De leur côté, les Républicains doivent encore choisir leur candidat pour 2024 et le favori des sondages est sans surprise Donald Trump. Reste à savoir si ce dernier pourra se présenter. Le 19 décembre dernier, la Cour suprême du Colorado le déclarait inéligible à la présidentielle dans cette État. Cette décision doit encore être validée par la très conservatrice Cour Suprême des États-Unis. Pour Victoria Carlson, militante républicaine de George Washington University dans la capitale américaine, le résident de Palm Beach n’est pas forcément le candidat préféré des jeunes républicains : « On voit vraiment une grande diversité d’opinions : des étudiants pour Nikki Haley, des étudiants pour Ron DeSantis mais ce qu’ils ont tous en commun c’est la volonté de voir Joe Biden hors de la Maison-Blanche en janvier 2025 ». Ainsi les jeunes républicains tentent de prendre leur décision en fonction de deux facteurs analyse Victoria Carlson : « Les personnes que je rencontre sont partagées entre d’un côté une candidature Haley ou DeSantis, qui les fait tripper et d’un autre côté la capacité d’une candidature à gagner la primaire républicaine. ».
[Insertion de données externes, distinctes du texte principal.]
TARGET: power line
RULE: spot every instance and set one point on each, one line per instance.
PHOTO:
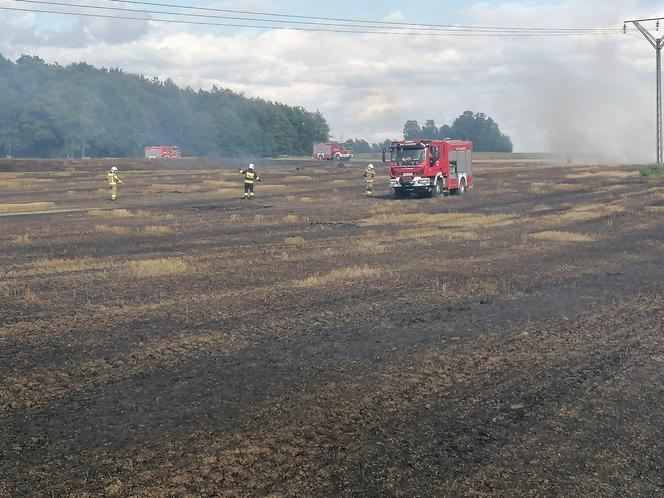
(307, 23)
(297, 28)
(657, 44)
(345, 20)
En ce qui concerne l’élection générale, Victoria Carlson est convaincue que les Républicains ont la capacité de rallier les jeunes électeurs. D’après elle, la campagne menée sur les campus américains par les candidats à la primaire républicaine (Haley et DeSantis) est très prometteuse : « Ils font campagne sur les campus et je trouve que c’est une excellente idée,
se réjouit-elle. Ils peuvent séduire un grand nombre de jeunes, ça dépend un peu de qui propose les meilleures idées et aussi un peu qui fait les meilleurs Tik Tok si vous voulez ». Cette effervescence contraste avec l’inactivité des étudiants pro-Biden, pointe du doigt la militante républicaine. Un constat que la guerre au Proche-Orient n’a pas arrangé.

La guerre Israël-Hamas affecte la cohérence du message

C’est une nouvelle crise internationale que Joe Biden aurait préféré ne pas avoir à gérer. L’attaque du Hamas sur Israël le 7 octobre dernier a mis le président démocrate dans une situation délicate sur le plan intérieur. Si le soutien américain à l’État hébreu n’a rien de surprenant compte-tenu de l’historique de la position américaine dans ce conflit, Joe Biden s’est aliéné une partie de la jeunesse et de la gauche démocrate, plutôt favorables à la Palestine. La guerre entre Israël et le Hamas a d’ailleurs déclenché des manifestations d’ampleur dans de nombreuses universités américaines, dont Harvard. Certains rassemblements ont été émaillés de violences entre militants pro-israéliens et pro-palestiniens. Ainsi, une partie des jeunes démocrates des universités américaines ne pardonne pas à Joe Biden son soutien inconditionnel à Israël et pourrait se montrer plus frileuse à le soutenir en 2024. Cependant, il y a peu de chance que cela apporte plus de votes à Donald Trump estime Chuck Burger: « Quand Trump était au pouvoir, sa position par rapport à Israël était très claire : il leur donnait tout. Donc, je pense que les militants pro-Palestiniens ne sont pas fous non plus. »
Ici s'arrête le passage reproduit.